Anonymous wrote:Dalton Conley, a sociology professor at Princeton, has a book on this called The Pecking Order. He was doing research on inequality, and found a lot of inequality within families. He found a number of conclusions.
1) Kids are worse off the more children the parents have, even controlling for religious beliefs about family size
2) Middle kids do have it worse, as they never experience life as an only, so they never have a period when all of their parents' resources are focused on them.
3) Many families have a favorite child, and the kids generally agree on who it is.
4) The inequality is worse in poorer families, as they have fewer resources to begin with. They may focus resources on the kid who has the best chance of making it, or if one kid is the favorite, the baseline for the other kids is lower.
5) There is a lot of idiosyncrasy.
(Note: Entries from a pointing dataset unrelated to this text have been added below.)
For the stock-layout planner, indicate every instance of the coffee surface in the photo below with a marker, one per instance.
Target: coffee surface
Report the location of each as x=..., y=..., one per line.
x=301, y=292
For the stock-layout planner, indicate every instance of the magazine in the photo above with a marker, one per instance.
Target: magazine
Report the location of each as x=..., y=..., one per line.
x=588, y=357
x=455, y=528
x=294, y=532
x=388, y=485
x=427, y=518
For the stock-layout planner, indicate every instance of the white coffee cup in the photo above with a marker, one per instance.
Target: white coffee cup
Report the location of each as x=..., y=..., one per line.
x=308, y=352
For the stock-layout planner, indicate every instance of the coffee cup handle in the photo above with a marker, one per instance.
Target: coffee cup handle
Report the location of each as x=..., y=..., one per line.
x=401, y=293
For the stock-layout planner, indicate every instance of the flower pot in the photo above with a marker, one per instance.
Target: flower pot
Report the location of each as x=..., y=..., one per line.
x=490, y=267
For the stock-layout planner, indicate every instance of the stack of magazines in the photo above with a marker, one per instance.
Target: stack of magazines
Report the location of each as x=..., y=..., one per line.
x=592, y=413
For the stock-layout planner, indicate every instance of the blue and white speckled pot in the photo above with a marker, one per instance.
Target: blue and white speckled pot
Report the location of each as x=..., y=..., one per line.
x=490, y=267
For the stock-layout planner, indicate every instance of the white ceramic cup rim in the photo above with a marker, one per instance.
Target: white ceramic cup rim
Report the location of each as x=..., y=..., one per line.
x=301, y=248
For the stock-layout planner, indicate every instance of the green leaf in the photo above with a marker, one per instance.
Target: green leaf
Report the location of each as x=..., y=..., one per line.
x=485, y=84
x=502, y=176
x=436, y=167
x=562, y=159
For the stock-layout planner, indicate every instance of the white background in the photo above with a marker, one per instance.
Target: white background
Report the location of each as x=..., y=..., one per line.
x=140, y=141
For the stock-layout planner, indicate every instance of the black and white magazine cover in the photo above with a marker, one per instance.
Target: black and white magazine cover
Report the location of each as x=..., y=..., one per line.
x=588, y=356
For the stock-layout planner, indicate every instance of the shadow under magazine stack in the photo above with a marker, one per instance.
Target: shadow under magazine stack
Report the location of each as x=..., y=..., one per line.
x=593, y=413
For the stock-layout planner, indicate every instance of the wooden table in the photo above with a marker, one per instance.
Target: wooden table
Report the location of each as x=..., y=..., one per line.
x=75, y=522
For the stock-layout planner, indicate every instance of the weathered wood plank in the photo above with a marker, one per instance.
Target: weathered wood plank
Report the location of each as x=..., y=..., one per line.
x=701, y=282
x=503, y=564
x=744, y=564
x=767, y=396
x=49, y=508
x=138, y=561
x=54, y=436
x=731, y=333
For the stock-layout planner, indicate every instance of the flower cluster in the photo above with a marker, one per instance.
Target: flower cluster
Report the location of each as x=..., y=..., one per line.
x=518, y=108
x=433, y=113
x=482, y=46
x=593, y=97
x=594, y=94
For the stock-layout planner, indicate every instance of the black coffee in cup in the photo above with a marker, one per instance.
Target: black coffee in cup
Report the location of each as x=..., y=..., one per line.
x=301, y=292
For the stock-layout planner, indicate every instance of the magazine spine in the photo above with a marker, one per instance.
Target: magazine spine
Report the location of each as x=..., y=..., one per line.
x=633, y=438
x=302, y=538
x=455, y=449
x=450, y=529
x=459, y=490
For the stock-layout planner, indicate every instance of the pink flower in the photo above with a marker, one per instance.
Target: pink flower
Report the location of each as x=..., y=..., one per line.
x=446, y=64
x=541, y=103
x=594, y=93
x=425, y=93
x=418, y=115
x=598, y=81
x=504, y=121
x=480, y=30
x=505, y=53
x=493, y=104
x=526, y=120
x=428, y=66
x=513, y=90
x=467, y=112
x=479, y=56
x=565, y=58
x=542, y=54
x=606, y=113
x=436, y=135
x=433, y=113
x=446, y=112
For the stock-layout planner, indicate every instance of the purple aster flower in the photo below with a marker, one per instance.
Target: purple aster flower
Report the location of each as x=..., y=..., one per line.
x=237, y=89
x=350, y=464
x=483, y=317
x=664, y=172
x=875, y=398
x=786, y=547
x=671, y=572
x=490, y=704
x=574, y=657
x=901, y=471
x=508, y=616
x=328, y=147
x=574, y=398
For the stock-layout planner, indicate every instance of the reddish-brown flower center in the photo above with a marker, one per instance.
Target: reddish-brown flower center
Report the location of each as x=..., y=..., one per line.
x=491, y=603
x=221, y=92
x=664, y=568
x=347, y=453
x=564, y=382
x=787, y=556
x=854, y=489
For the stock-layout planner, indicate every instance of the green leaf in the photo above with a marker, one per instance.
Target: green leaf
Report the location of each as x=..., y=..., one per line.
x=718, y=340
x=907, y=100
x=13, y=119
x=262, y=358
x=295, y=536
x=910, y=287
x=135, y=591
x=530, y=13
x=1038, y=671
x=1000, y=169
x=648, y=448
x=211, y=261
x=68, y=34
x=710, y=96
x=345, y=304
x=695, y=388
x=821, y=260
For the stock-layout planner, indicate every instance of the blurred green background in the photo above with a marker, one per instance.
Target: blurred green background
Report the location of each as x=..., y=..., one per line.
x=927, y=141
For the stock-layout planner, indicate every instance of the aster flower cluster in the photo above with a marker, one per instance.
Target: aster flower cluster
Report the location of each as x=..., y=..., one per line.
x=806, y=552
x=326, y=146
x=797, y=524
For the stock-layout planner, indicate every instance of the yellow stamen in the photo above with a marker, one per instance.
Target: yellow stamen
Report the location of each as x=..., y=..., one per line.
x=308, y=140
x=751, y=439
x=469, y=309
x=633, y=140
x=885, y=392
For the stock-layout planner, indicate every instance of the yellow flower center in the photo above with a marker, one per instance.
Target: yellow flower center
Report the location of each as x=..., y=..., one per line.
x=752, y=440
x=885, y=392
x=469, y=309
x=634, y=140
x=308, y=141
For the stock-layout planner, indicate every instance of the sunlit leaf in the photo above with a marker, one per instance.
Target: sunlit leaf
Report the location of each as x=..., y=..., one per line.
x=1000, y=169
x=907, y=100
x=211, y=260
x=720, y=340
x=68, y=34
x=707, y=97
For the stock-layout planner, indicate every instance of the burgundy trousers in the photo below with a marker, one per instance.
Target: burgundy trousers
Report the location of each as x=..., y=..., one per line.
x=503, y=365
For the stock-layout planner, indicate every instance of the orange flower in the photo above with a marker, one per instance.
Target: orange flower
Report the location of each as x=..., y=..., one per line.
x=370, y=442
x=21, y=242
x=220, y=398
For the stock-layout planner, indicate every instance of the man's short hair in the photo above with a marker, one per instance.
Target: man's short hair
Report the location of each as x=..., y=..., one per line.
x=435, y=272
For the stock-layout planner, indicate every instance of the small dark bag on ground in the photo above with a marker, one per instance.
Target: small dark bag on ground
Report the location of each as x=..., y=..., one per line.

He mentions both of the processes that previous posters have mentioned: younger kids who have better lifestyles, as their parents are more successful later in life, or parents who have a professional setback or health crisis, so the younger ones end up having fewer advantages in childhood.
This tracks (I’m from a family of four kids). The idiosyncrasy in my family is that the eldest is actually the black sheep (or prodigal son, depending on how you look at it). The favorite is the second child and first daughter (we all agree except my sister who feels so entitled to the extra attention and support that it has never occurred to her that it could be any other way). And the youngest, though not the favorite, definitely got more material support due to family finances.
I’m the 3rd and a classic middle child but I am sometimes grateful for this because it made me more independent and afforded me more if one kind of freedom (to choose my life, since no one seemed to care what I did). I actually think my sister, the favorite, got kind of messed up by how enmeshed she is by my parents and I would not have wanted that for myself.